Il presidente annuì con convinzione. «Ho costituito una squadra esterna di quattro scienziati civili di grande fama, estranei alla NASA, con una reputazione da difendere. Hanno usato i loro strumenti per le rilevazioni e sono arrivati autonomamente alle loro conclusioni. Nelle ultime quarantotto ore, essi hanno confermato senza ombra di dubbio la scoperta della NASA.»

Rachel ne fu molto colpita. Il presidente si era tutelato con il tipico aplomb alla Herney. Ingaggiando un gruppo dei più accaniti scettici - scienziati esterni che non avevano nulla da guadagnare confermando le tesi della NASA -, si era immunizzato dai sospetti che quello potesse essere l'estremo tentativo dell'agenzia spaziale per difendere il suo budget, far rieleggere un presidente amico e parare gli attacchi del senatore Sexton.

«Stasera alle venti» disse Herney «convocherò una conferenza stampa alla Casa Bianca per annunciare al mondo questa scoperta.»

Rachel si sentì frustrata. Herney, in fin dei conti, non le aveva rivelato nulla. «Di cosa si tratta, esattamente?»

Il presidente sorrise. «Oggi constaterà che la pazienza è una virtù. Lei deve vedere con i suoi occhi, capire bene la situazione prima di procedere. Il direttore della NASA la sta aspettando per darle tutte le informazioni del caso. Le dirà tutto ciò che le serve sapere. Dopodiché io e lei riparleremo del suo ruolo.»

Rachel lesse una tensione latente negli occhi del presidente e ricordò il sospetto di Pickering che la Casa Bianca avesse un asso nella manica. A quanto pareva aveva visto giusto, come al solito.

Herney indicò il vicino hangar. «Mi segua» la esortò, incamminandosi.

Rachel si accodò a lui, confusa. La costruzione davanti a loro era priva di finestre e le enormi porte erano sigillate. L'unico accesso si apriva su un lato. Il presidente guidò Rachel e si fermò a pochi metri da una porta socchiusa.

«Io mi fermo qui. Lei proceda» le disse, indicandole l'ingresso.

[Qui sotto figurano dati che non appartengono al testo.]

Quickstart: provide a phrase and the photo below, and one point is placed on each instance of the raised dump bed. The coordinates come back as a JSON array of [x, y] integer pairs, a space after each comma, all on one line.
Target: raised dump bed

Rachel esitava. «Non viene con me?»

«Devo tornare alla Casa Bianca, ma la contatterò presto. Ha un cellulare?»

«Certo, signore.»

«Me lo dia.»

Rachel tirò fuori il telefonino e glielo porse, convinta che lui intendesse programmarvi un numero riservato. Invece, se lo infilò in tasca.

«Ora lei è tagliata fuori da ogni contatto» disse il presidente. «Il suo posto di lavoro è stato coperto da altri. D'ora in poi, non parli con nessuno senza chiedere prima il permesso a me o al direttore della NASA.»

Rachel rimase a bocca aperta. "Il presidente mi ha sequestrato il cellulare?"

«Dopo che le avrà dato tutte le informazioni, il direttore la metterà in comunicazione con me attraverso canali sicuri. Ci sentiamo presto. Buona fortuna.»

Rachel osservò la porta dell'hangar con crescente disagio.

Il presidente Herney le appoggiò una mano rassicurante sulla spalla e accennò con il capo verso la soglia. «Le prometto, Rachel, che non rimpiangerà di avermi assistito in questa faccenda.»

Non aggiunse altro e si avviò di buon passo verso il Pave Hawk che aveva condotto Rachel lì. Senza mai voltarsi indietro, salì a bordo.